In brief
Full title: Hohe Messe in h-moll (Mass in B minor), BWV 232 Composer: Johann Sebastian Bach (1685–1750) Composed: Assembled over roughly 25 years (c. 1724–1749), with the bulk of compilation in 1748–49 — Bach's final year of productive work. Premiere: There was no complete premiere in Bach's lifetime. The Sanctus was performed in Leipzig on Christmas Day 1724; the Kyrie and Gloria (the "Missa") were sent to the Catholic Elector of Saxony Friedrich August II in Dresden in July 1733 with a letter soliciting a court title. The full work — all four sections joined — was first assembled only as a manuscript in Bach's final years and was not performed complete until long after his death (the first known complete performance was in Berlin, 1859, by the Berliner Singakademie under Eduard Grell). Dedicatee: The 1733 Missa (Kyrie + Gloria) was formally dedicated to Elector Friedrich August II of Saxony. The complete Mass has no dedicatee — it is, uniquely in Bach's output, a work without an immediate liturgical or patronal home.
1Identity & Context
Where it sits in Bach's output: Alongside The Art of Fugue and the Musical Offering, the B minor Mass is one of the great encyclopedic works of Bach's final years — a summa of his art.
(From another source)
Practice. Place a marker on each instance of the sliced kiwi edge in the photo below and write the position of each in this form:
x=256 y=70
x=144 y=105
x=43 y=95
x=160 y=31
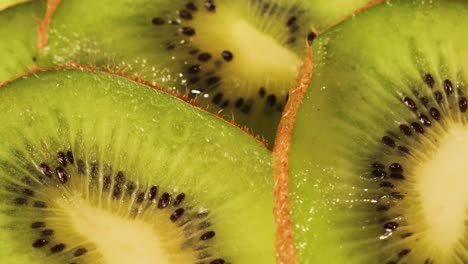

Bach was a Lutheran serving a Lutheran church; the full Latin Mass Ordinary had no use in Leipzig's liturgy. The work's assembly was therefore an act of pure artistic ambition, a private summation addressed to God and to posterity rather than to any congregation.
Historical moment: The 1740s: Bach was increasingly out of fashion in a Europe turning to the galant style (his own son C.P.E. Bach was already celebrated in this mode). Handel was writing English oratorios; the Mannheim school was taking shape; the symphony was emerging. Bach, old-fashioned and nearly blind, was gathering his life's work into a few monumental late compilations. The B minor Mass is the greatest of these — the Lutheran cantor's paradoxical, transcendent embrace of the universal Latin Roman liturgy.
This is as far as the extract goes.